Dolphin photographer with the Whale and Dolphin conservation society Charlie Philips regularly records and posts beautiful images of Dolphins from the Moray Firth on Mastodon

Laline Paul’s brilliant Pod will haunt you eternally.

Bad Kharma at Marineland in the L.A. Times: https://www.latimes.com/california/story/2023-08-17/palos-verdes-peninsula-marineland-ocean-karma-patt-morrison

—Recovery of the Orcadian Pictish stone in Deerness: https://www.bbc.co.uk/news/uk-scotland-north-east-orkney-shetland-37798080

Rampant, Pizzled Magic

I moved to London twenty years ago. The city met me head on as I landed on English shores. I grappled in its swift embrace, alight with its endless puzzles. Here was a city that had a place for me, even as it bled me dry. In London, there is a place for everyone.

Last week I prepared to leave for London as if I were going to meet a lover, a being vast and strange, an entity that knew me once and perhaps remembers. We go back to our pasts to find the self we I left-the person we were. We look for who we were when I were in it.

In Lon-don. The two-syllable bell still tolls for me.

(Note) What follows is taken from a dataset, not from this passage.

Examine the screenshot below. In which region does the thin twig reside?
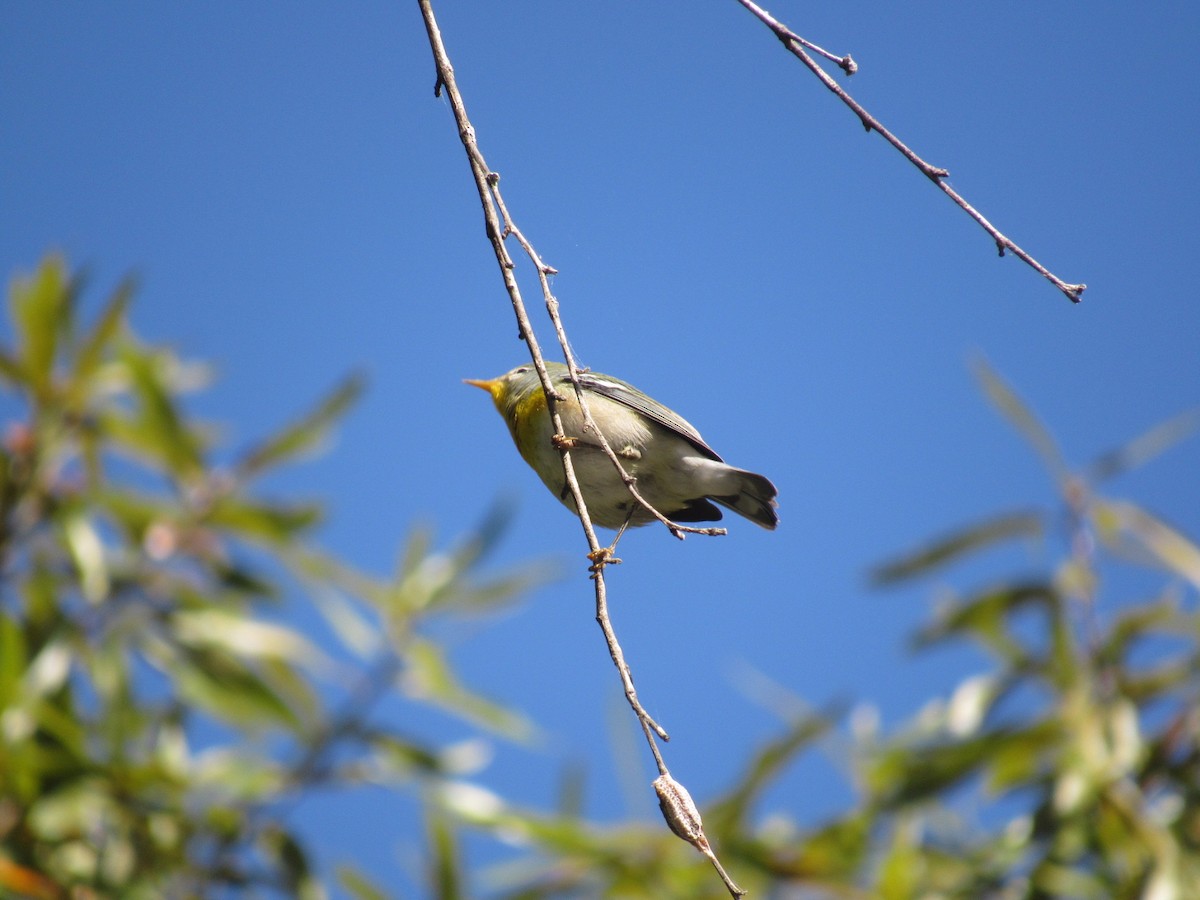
[737,0,1087,304]
[418,0,745,898]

American novelist Herman Melville said that London was one of two places in the world where ‘a man could most effectively disappear.’ The second place was the South Seas. As a woman of a certain age, a childless cat lady in the age of neo-fascism, I can attest this works well for my gender, also. This disappearance is not an erasure, rather, a magic trick. What happens to the magician’s assistant in all her sequins and tulle? She is still there behind the illusion. She counts breaths, thinks of her supper even as she evaporates from sight. The swirling grind of London is the magician’s flourish, the tap of the hat and then—ta-da!

I can be convinced for a moment that this is all I ever wanted.

On this visit I stayed near the Thames, in the dark heart of the City (the very centre of London) with pizzled dragons at its corners, tongues out, erect. My UK publisher’s HQ on Fleet Street was a curse’s throw across the river, over the heads of teeming humanity. I used to work near St. Paul’s; my soul fodder for an investment bank. It was the only place that would hire an American immigrant with an MFA in poetry. Terrible, boring, long story short—I am a Londoner at heart. The labyrinth of old smoke still has meaning for me.

An image of a circuit labyrinth in the Chartes style, hung on a beige tiled wall
Labyrinth at Southwark Tube Station. British artist Mark Wallinger created one for each station to mark the 150th anniversary of the London Underground.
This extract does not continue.